Qui sont les véritables auteurs de l'attentat commis le 8 mai 2002 à Karachi, au Pakistan, dans lequel onze Français de la direction des constructions navales (DCN) ont trouvé la mort ? Cette question se pose avec une force nouvelle depuis que le juge d'instruction chargé de l'enquête à Paris, Marc Trévidic, a écarté soudainement, fin juin, la piste Al-Qaida, et qualifié de "logique" celle liée au non-versement de commissions dans un contrat de sous-marins de la DCN à Islamabad.
Cette autre piste pourrait potentiellement avoir des implications politiques explosives si elle mettait au jour un financement lié à la campagne présidentielle d'Edouard Balladur en 1995, dont Nicolas Sarkozy, actuel chef de l'Etat, était proche.
Pourtant, la justice ne dispose à ce jour que de peu d'éléments, que ce soit dans le volet terroriste ou financier, pour soutenir une quelconque accusation. Seule réelle avancée des magistrats : la mise en lumière des dessous des grands contrats internationaux de la DCN (devenue DCNS après sa fusion en 2007 avec Thales) en matière de pots-de-vin, notamment dans les ventes de frégates, en 1991, à Taïwan et de trois sous-marins au Pakistan, en 1994, dans le cadre du contrat Agosta.
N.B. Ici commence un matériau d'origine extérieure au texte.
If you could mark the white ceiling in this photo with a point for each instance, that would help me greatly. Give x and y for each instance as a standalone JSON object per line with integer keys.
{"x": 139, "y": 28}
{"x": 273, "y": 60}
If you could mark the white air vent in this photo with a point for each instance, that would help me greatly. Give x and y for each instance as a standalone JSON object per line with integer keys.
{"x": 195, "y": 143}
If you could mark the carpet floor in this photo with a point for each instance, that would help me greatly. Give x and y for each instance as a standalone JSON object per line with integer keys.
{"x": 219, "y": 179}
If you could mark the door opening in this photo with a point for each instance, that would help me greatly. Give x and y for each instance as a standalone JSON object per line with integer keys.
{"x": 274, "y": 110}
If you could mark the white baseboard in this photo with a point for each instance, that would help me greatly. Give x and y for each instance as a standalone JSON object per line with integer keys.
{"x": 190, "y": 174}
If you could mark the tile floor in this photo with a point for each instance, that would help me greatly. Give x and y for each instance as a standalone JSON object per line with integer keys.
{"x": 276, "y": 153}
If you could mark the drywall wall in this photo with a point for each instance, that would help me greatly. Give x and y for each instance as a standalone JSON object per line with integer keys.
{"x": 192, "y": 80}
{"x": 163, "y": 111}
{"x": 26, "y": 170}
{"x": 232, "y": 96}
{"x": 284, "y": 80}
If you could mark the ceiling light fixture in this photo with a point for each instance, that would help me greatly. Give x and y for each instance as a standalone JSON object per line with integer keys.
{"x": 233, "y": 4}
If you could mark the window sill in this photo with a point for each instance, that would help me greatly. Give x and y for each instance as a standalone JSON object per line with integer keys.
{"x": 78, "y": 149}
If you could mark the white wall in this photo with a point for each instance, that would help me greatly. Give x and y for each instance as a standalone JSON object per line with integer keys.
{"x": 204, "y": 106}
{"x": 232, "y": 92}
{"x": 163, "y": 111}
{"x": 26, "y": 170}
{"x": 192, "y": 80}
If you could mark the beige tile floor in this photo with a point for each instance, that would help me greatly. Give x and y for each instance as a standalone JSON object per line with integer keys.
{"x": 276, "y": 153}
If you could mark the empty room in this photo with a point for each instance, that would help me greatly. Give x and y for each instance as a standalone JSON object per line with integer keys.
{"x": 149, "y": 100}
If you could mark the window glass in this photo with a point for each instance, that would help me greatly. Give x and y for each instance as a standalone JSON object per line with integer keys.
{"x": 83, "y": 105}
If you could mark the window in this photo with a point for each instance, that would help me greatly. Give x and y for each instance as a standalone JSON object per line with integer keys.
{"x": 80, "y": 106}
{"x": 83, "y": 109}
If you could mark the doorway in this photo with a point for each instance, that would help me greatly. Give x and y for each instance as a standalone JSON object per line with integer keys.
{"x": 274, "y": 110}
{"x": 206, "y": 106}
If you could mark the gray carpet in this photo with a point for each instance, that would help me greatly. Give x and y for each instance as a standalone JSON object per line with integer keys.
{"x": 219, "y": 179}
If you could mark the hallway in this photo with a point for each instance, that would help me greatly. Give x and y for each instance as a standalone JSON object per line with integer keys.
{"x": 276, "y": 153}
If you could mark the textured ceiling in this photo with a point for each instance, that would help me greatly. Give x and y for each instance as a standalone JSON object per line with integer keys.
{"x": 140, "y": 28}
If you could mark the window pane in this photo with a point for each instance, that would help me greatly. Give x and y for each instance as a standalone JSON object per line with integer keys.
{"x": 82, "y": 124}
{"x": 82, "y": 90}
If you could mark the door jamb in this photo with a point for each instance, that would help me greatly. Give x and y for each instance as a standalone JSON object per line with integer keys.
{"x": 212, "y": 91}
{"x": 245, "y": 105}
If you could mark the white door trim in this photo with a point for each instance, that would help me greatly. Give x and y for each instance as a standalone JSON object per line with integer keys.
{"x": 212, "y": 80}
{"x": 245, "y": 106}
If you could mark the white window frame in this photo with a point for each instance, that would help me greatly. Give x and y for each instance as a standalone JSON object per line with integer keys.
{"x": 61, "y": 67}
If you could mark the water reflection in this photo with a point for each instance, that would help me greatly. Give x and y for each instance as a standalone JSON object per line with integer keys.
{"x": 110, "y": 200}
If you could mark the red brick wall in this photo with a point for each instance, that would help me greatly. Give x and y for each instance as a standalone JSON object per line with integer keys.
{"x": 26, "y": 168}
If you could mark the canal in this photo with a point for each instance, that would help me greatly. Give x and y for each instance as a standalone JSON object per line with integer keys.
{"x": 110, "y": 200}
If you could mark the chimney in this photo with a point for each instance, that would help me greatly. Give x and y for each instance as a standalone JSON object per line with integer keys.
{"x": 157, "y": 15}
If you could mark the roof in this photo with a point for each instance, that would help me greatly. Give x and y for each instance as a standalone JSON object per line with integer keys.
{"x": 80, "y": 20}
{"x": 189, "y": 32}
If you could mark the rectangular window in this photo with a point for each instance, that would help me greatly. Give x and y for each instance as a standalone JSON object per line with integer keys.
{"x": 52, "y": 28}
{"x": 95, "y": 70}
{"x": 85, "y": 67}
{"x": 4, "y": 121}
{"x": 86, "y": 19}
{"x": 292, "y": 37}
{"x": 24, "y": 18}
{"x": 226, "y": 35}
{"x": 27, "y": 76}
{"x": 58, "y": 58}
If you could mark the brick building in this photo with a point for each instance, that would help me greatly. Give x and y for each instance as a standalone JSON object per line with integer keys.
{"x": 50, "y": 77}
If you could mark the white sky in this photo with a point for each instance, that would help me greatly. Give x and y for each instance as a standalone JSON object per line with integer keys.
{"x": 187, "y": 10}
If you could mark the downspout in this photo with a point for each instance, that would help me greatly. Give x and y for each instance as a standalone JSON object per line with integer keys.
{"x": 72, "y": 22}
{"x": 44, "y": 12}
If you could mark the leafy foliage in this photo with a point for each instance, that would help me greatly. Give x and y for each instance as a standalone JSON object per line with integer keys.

Comment apparaît le lien entre l'attentat de Karachi et les commissions du contrat des sous-marins pour le Pakistan ? La justice antiterroriste s'est intéressée à l'univers politico-financier de l'affaire à l'automne 2008, lorsque le parquet de Paris a transmis aux juges Marc Trévidic et Yves Jannier des pièces d'une procédure financière instruite à Paris. Celle-ci avait pour origine une procédure fiscale, en 2005, visant les affaires de Claude Thévenet, ex-policier de la direction de surveillance du territoire (DST, contre-espionnage français) devenu dirigeant de MJM Partners, société de sécurité.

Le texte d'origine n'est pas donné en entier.